We found that poor premorbid functional status was associated with less intensive treatment and increased the probability for treatment restrictions [Additional file 3]. Likewise, Flaatten et al. [12] have found that frail patients are significantly more likely to have treatment restrictions than non-frail patients. In our study half of the patients with treatment restrictions were discharged alive from the hospital and 25% were alive one year after ICU admission, which is a proportion similar to that found in another Finnish study of treatment restrictions in the adult ICU population [35].

The major strengths of our study are the nationwide design, long-term outcome and functional recovery data covering a large number of patients. We did not exclude any admissions based on length of stay in the ICU or treatment restrictions, which increases the generalizability of our results.
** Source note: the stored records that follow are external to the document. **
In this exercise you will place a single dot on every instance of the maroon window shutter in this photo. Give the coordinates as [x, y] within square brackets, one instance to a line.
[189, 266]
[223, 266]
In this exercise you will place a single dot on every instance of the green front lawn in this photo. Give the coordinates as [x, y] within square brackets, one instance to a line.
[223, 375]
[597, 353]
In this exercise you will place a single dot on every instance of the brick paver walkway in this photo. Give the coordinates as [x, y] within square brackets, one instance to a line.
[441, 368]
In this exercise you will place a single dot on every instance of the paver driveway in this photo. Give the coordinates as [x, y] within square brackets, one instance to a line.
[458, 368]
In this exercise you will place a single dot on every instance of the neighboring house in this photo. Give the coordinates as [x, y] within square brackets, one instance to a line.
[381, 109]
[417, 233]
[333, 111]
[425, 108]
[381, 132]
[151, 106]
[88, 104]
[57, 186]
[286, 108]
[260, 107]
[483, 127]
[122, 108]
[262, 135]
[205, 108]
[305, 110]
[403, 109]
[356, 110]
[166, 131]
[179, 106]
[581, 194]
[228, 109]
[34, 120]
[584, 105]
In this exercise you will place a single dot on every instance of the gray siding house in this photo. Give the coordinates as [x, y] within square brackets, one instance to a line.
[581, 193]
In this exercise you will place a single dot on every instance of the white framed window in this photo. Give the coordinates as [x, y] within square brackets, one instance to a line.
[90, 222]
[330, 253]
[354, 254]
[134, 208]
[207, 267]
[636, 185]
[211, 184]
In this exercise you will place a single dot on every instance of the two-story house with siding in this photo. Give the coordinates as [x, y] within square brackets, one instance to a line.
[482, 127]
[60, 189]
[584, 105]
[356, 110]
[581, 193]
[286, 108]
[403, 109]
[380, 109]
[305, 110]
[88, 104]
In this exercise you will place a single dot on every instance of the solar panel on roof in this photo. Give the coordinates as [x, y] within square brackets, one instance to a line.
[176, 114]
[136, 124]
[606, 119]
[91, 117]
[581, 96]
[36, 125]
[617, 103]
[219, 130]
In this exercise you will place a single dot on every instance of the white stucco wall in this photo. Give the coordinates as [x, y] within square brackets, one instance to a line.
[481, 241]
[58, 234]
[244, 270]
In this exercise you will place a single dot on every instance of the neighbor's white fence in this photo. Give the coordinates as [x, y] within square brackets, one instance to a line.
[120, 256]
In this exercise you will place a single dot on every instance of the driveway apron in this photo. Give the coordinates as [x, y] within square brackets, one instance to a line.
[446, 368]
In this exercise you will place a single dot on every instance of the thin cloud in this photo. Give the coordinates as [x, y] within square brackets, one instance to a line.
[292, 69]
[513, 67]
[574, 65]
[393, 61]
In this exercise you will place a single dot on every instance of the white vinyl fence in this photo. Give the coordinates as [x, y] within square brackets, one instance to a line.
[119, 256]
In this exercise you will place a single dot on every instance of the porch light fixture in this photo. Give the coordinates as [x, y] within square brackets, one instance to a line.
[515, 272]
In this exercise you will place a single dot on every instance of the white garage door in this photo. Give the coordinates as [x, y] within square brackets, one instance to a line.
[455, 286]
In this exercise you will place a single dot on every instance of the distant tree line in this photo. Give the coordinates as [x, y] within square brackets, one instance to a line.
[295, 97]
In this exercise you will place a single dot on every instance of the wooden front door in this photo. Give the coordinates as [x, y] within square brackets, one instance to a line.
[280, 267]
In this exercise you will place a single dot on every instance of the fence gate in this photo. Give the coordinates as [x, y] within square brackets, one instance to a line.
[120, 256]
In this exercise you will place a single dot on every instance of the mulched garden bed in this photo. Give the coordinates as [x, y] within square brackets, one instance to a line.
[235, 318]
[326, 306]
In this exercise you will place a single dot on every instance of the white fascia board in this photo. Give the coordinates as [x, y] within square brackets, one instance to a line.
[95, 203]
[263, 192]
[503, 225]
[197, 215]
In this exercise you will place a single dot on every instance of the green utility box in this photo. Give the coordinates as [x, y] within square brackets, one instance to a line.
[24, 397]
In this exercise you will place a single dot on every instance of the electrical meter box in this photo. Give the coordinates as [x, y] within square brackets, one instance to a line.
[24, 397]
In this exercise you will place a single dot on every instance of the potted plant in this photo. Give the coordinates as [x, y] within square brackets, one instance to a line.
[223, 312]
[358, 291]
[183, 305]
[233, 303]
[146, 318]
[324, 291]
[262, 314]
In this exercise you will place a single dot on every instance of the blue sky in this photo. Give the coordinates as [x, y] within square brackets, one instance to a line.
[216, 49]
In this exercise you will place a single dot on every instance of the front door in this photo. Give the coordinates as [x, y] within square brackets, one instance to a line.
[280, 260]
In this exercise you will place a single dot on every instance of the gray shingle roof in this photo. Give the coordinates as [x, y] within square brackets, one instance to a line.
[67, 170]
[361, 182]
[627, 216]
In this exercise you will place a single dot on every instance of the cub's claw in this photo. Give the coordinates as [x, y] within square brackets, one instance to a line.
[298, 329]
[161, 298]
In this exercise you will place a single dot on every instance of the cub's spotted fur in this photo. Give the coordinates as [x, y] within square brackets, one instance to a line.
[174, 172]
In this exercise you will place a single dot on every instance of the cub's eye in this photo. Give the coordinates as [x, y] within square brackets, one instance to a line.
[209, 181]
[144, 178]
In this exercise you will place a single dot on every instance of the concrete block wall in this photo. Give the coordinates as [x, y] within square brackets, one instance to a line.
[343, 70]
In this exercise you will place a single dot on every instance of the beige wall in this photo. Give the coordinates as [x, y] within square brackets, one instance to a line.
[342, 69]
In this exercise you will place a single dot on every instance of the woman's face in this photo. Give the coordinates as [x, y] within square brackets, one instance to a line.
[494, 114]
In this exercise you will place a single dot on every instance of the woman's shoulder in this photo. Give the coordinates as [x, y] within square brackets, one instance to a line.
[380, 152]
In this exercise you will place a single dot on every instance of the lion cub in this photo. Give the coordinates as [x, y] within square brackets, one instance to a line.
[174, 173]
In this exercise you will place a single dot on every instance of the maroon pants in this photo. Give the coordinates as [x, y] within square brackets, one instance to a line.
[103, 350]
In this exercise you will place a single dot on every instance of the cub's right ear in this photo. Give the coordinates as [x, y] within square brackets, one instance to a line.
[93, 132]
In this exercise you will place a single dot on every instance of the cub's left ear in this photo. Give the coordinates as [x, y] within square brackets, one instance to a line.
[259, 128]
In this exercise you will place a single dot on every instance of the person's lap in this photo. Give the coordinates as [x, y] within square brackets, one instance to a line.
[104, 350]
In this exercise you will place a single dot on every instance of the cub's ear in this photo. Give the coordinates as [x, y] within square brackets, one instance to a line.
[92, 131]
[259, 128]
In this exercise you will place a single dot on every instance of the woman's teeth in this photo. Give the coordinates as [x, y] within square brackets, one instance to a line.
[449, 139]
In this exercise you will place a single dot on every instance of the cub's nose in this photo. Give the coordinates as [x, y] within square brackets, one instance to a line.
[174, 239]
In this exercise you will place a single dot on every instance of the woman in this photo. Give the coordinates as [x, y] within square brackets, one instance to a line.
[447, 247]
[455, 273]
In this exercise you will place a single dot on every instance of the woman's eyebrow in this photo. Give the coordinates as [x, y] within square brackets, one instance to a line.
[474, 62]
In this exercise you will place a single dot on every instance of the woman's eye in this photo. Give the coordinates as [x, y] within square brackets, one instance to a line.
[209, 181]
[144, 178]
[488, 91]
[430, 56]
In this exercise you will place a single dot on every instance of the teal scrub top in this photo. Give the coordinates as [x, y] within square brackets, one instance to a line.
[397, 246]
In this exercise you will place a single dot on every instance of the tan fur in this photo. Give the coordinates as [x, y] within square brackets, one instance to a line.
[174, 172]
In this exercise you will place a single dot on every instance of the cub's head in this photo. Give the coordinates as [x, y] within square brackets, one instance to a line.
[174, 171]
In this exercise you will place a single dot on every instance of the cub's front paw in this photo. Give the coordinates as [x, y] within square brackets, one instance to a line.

The data from this study include all admissions in all general adult ICUs in Finland during the study period.

Limitations of this study include its retrospective design. The ICU-treated study population is selected based on a clinical decision-making process, in which a patient’s functional capacity has most probably been considered. These practices are likely to cause selection bias towards selecting patients with better PFS and thus limits the generalizability of our results to the age groups as a whole.

Second, in our data, premorbid functional status was available only for 71.0% of patients. Collecting data on functional ability should be a routine, but often patients are not able to provide this information for example due to severity of their condition, and relatives are not always reached. Indeed, in our population severity of illness and mortality were higher for patients with missing PFS data [Additional file 2]. In addition, our data on functional status are based on self-reported information by the patient or their relatives and may thus be either underestimated or overestimated compared to objectively measured values. However, from the patients´ perspective the subjective estimation is not without importance.

Conclusions

Good premorbid functional status, defined as independence in activities of daily living and ability to climb stairs, was associated with better odds for survival in ICU patients aged 85 years or older. For most of these oldest old ICU patients who survived one year after admission, functional status based on FSS remained comparable to the premorbid status and a majority of patients who lived at home before ICU admission still lived at home one year later. In the future, PFS may be included in outcome prediction models.